Project D: Distributed Shortest Path Big Data Implementation

Overview

The goal of this project is to develop a distributed implementation of the Floyd-Warshall shortest path algorithm using existing big data tools.

Client: Brian E. Heilig, E.T. International

Background

The Floyd-Warshall algorithm is a sequential algorithm for finding the shortest paths between any two vertices of a non-directed graph. When the input graph is large, on the order of a billion vertices, the sequential solution becomes intractable due to the inability to store the graph in memory. For large input graphs a distributed solution is required where the input graph is partitioned among the contributing nodes.

The shortest-path solution for large input data sets can be considered a big data problem. There are a number of existing distributed frameworks for dealing with this kind of problem; each framework has its strengths and weaknesses. Apache Hadoop, the most popular big data framework, is insufficient at solving these kinds of graph problems in a reasonable period of time in part due to the lack of in-memory partitioned data structures.

Objectives

The objectives for this project are two-fold. The first objective is the development of a distributed Floyd-Warshall algorithm that uses the primitives of an existing distributed big data framework. Primitives are the fundamental programming entities that are used to define the algorithm such as map and reduce for Apache Hadoop. The algorithm may depend largely on the underlying model of the distributed framework. However, similarities exist between many big data frameworks, such as the use of key/value pairs as inter-process messages, and partitioned key spaces. Standalone algorithms exist but the author hasn't found any implementation that uses an existing big data framework. See for example "A Scalable Parallelization of All-Pairs Shortest Path Algorithm for a High Performance Cluster Environment", T. Srinivasan et al.

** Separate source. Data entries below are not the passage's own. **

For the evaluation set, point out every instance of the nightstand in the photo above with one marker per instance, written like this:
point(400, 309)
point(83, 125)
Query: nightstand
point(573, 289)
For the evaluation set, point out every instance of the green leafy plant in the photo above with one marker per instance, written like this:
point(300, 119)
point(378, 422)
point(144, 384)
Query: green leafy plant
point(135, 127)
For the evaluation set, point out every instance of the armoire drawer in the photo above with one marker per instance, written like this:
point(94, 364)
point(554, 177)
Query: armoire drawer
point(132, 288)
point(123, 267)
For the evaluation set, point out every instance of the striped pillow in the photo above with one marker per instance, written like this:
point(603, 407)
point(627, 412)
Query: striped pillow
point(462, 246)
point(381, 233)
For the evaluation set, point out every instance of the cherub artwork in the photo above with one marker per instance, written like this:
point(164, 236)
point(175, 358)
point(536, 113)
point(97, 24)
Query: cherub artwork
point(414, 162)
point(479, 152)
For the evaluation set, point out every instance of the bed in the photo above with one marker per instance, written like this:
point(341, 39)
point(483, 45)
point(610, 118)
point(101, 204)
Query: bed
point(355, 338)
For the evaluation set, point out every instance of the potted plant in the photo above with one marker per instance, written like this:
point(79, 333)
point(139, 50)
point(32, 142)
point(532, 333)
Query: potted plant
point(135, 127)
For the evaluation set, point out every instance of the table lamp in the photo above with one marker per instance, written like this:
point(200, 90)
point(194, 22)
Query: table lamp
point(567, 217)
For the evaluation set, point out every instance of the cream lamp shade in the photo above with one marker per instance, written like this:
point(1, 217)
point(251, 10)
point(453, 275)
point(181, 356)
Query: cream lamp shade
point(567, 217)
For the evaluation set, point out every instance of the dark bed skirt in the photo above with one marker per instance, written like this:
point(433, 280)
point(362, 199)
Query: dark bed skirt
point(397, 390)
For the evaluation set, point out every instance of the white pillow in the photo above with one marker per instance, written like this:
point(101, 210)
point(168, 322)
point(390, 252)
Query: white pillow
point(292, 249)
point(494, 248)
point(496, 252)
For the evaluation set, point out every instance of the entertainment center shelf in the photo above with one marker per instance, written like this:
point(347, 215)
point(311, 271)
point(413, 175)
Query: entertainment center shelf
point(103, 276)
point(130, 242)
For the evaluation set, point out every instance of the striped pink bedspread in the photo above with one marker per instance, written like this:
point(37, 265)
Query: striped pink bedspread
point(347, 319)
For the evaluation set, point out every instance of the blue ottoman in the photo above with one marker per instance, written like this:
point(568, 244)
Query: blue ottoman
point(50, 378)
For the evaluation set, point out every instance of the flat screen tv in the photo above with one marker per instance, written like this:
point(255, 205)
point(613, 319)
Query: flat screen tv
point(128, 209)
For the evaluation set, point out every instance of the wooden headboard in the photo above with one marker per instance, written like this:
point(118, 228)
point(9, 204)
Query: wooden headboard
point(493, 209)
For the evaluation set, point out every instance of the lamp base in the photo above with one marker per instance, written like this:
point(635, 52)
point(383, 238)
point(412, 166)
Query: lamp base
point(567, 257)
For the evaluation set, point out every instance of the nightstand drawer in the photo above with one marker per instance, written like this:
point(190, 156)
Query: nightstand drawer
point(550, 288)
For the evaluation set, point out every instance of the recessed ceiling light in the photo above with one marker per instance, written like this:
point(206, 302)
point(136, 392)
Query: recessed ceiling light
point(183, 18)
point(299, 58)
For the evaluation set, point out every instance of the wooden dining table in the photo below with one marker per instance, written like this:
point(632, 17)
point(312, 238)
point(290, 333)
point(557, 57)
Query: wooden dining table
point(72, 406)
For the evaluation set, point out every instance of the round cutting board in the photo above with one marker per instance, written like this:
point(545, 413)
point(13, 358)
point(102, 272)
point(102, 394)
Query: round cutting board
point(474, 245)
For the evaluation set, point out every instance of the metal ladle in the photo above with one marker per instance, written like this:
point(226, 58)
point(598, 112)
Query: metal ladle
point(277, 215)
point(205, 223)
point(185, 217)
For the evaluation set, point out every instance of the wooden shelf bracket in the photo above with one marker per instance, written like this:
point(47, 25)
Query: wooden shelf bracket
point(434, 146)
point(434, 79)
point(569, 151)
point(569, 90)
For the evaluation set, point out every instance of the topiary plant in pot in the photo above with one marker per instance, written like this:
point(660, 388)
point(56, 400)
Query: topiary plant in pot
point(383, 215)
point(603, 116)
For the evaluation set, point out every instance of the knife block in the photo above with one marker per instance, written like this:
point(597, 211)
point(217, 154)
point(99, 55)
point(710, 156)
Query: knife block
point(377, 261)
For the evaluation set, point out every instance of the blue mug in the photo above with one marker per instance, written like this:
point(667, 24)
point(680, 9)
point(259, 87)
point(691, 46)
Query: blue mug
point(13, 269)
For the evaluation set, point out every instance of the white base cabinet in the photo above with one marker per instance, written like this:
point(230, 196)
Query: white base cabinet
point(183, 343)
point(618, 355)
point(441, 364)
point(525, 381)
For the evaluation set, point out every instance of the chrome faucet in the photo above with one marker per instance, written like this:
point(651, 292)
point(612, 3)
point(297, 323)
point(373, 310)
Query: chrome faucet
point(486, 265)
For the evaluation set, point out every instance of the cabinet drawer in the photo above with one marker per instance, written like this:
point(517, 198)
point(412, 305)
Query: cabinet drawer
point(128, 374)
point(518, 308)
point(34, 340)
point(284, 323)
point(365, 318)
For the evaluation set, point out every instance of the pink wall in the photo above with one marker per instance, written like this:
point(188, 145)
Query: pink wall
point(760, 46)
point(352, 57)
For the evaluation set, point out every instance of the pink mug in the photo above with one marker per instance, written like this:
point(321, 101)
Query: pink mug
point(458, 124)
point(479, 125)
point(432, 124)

The second objective is the implementation and execution of this algorithm using HAMR. HAMR is a big data framework developed at E.T. International, a company founded by professor Guang Gao, Distinguished Professor of Electrical and Computer Engineering at the University of Delaware. HAMR uses transforms and key/value stores as the data processing and storage primitives. It is currently in beta so a degree of difficulty is expected due to documentation and an API that hasn't been thoroughly exercised by external users.

If there is sufficient interest in the project students may endeavor to compare the implementation and execution of HAMR to other big data frameworks, such as Hadoop, Spark (or GraphX), GraphLab, Pregel, or others. Team members could collaborate to develop the distributed algorithm, and work independently to implement the algorithm within a particular framework of choice. However we ask that one of the frameworks is HAMR. Furthermore since HAMR is in beta, we ask for an opportunity to incorporate feedback before any results are published.

Technical Details

The input file format could simply be a list of edges with weights, one edge per line of text. Several publicly available tools exist to generate random undirected graphs given an average degree. Each vertex should be represented by a positive integer. For simplicity the weight should also be positive to avoid negative cycles. For example an edge from vertex 7 to vertex 42 with weight 3.14 could look like 7 3.14 42. Since the graph is undirected the student will have to consider whether the input is symmetric. That is if an edge from a to b exists, should an identical edge from b to a also exist, or is it implied? Alternatively ETI can provide input files.

The output file format should be an NxN matrix of vertices and their minimal distances to every other vertex.

A cluster will be required to test the implementation(s). A minimum of four nodes is recommended.

All development will be in Java.

Implementations should be tested against an implementation of the sequential Floyd-Warshall algorithm.

Deliverables

The team is expected to deliver all source code, a brief writeup indicating how the implementation(s) were verified, and another brief writeup indicating the student's experience with HAMR while implementing this algorithm. If the algorithm is implemented using other frameworks then the writeup should include comparison information, including the relative ease of implementation, difficulties implementing each version, and the relative performance.